Haïti : Élections présidentielles à la pointe du fusil

Analyses:

Les élections présidentielles haïtiennes du 28 novembre seront un travesti de démocratie. Non seulement le peuple haïtien est encore à se remettre des effets du séisme du 12 janvier et des pressions diplomatiques des États-Unis, mais le gouvernement se prépare en plus à priver un grand nombre d’électeurs de la possibilité de voter.

La préoccupation majeure du gouvernement haïtien est d’éviter une explosion politique en raison de sa gestion du tremblement de terre du 12 janvier, dans lequel ultimement plus de 200,000 personnes mourront et que l’arrivé des militaires américains bloqua l’approvisionnement du pays en matériel médical.

Le 28 septembre, le gouvernement imposa une date limite pour l’enregistrement des électeurs, déclarant que les personnes qui se seront enregistrées après la date limite devront attendre les prochaines élections présidentielles avant de pouvoir voter. En conséquence, un grand nombre de personnes se verront nier le droit de vote.

Selon le Conseil électoral provisoire (CEP), quelque 4,5 millions de Haïtiens sont sur la liste des électeurs enregistrés. Cependant, Le Monde rapportait en septembre que les électeurs décédés et immigrés n’avaient pas été purgés de la liste depuis 2005. De plus, des centaines de milliers, sinon des millions, de personnes sont toujours dans des camps de fortune érigés après le séisme.

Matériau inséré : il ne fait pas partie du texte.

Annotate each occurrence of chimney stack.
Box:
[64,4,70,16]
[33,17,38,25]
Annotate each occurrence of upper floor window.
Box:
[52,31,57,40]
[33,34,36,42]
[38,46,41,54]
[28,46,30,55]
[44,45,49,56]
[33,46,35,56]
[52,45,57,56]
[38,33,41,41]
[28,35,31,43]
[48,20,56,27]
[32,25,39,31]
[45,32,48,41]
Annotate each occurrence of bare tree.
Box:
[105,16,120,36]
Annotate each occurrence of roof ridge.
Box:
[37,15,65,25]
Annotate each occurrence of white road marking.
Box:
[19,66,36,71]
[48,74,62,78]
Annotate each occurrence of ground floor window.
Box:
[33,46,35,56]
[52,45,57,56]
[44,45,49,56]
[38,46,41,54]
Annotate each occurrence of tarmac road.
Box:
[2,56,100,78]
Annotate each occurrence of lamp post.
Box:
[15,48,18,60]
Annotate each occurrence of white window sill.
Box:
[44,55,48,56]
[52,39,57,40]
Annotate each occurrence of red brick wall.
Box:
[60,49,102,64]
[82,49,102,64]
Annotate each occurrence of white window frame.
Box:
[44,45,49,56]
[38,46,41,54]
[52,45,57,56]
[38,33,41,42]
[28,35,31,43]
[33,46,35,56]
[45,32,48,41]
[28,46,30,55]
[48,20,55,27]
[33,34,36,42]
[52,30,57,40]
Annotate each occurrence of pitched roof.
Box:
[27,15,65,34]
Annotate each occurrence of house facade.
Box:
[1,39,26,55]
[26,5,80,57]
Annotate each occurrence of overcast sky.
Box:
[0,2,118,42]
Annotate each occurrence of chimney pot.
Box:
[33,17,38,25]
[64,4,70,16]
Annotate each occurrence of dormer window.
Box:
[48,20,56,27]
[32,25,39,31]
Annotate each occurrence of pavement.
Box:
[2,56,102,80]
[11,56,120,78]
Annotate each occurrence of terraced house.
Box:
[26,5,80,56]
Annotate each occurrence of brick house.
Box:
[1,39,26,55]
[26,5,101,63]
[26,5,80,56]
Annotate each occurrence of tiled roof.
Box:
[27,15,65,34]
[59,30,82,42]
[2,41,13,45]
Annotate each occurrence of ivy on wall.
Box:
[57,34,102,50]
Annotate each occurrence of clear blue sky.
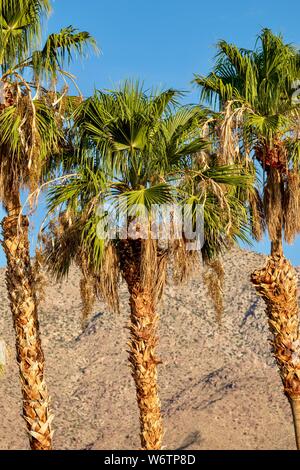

Le Nouvelliste rapporta le 28 septembre que le gouvernement avait mis fin à l’enregistrement des électeurs, bien que de longues files de gens attendaient pour s’enregistrer. L’office national d’identification (ONI), comptant 141 point de service à travers le pays, émet la carte d’identification nationale (CIN) requise pour voter. Le BNI prévoyait recevoir au moins 400.000 demandes au 28 septembre, mais seulement 290.000 personnes complétèrent la procédure avant l’échéance.

Le journal a décrit les files d’attentes face aux bureaux de l’ONI : jusqu’à ce mardi, ils étaient encore nombreux les citoyens qui, au dernier moment, voulaient solliciter leur CIN. De longues files d’attente ont été signalées devant le Bureau central de l’ONI à Babiole. Le spectacle n’était pas si différent à Pétion-Ville où une foule de gens étaient massés devant un autre bureau de cette institution. Certains étaient à leur énième voyage sans succès.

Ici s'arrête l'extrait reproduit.